Pourquoi bâtir sur la roche avec un vide en dessous

La crainte, du début à la fin, est celle du kéver hatehom, une sépulture oubliée, cachée dans le sol, et dont personne n'a connaissance. Une toumah enfermée sous un recouvrement, sans espace pour se diffuser latéralement, est appelée toumah retsoutsa : elle se fraie un chemin droit vers le haut et rend tamé tout ce qui se trouve au dessus d'elle. Un enfant vivant dans une maison ordinaire de Yérouchalayim pouvait donc devenir tamé sans que personne ne le sache jamais.

La solution consistait à bâtir ces cours sur la roche pleine et à laisser sous le sol un espace creux d'au moins un tefa'h cube. Dès lors qu'il existe un vide de cette dimension, la toumah n'est plus comprimée ni tassée : elle monte dans cet espace vide et s'y arrête, sans poursuivre son ascension vers la cour située au dessus. Un enfant élevé dans une telle cour était assuré de n'avoir jamais contracté de toumah provenant d'un cadavre.

Les enfants étaient gardés dans ces cours jusqu'à l'âge de huit ans, de sorte que durant toutes ces années décisives il n'y avait absolument aucune raison de s'inquiéter.

Les bœufs et les portes

Cette même inquiétude accompagnait les enfants dès qu'ils quittaient la cour.

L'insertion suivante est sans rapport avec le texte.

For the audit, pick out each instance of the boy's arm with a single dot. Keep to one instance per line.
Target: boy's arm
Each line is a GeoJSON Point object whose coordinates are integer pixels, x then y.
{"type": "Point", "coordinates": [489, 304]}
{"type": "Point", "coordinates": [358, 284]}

Leur mission était de rapporter l'eau de source du Chiloa'h, cette eau même dans laquelle seraient ensuite mélangées les cendres de la para adouma, et la route elle même était suspecte : quelque part sur le trajet, une sépulture oubliée pouvait se trouver enfouie profondément dans la terre, sans que personne ne l'ait remarquée. La solution fut d'asseoir chaque enfant sur une porte posée en travers du dos d'un bœuf de haute taille. La large surface de la porte servait de séparation entre l'enfant et le sol qui se trouvait sous lui, si bien que même si son chemin le faisait passer exactement au dessus d'une sépulture dissimulée, la toumah n'avait aucun moyen de l'atteindre.

La discussion au Chiloa'h

À la source même, le Tana Kama autorise les enfants à descendre et à remplir leurs coupes de la manière habituelle. Il n'y a pas de soupçon raisonnable qu'une sépulture se trouve sous les eaux du Chiloa'h, car on n'enterre pas les morts dans le lit d'un cours d'eau.

Rabbi Yossé, lui, ne se contente même pas de cela. À son avis, l'enfant doit rester sur sa porte et faire descendre la coupe au bout d'une corde pour puiser l'eau, une précaution supplémentaire prise uniquement en l'honneur de la mitsva.

L'image que peint la michna est inoubliable : des enfants nés et élevés dans des cours spécialement construites, chevauchant des portes posées sur le dos de bœufs, descendant vers le Chiloa'h avec des coupes de pierre, afin que les eaux de purification soient préparées dans un état de pureté parfaite.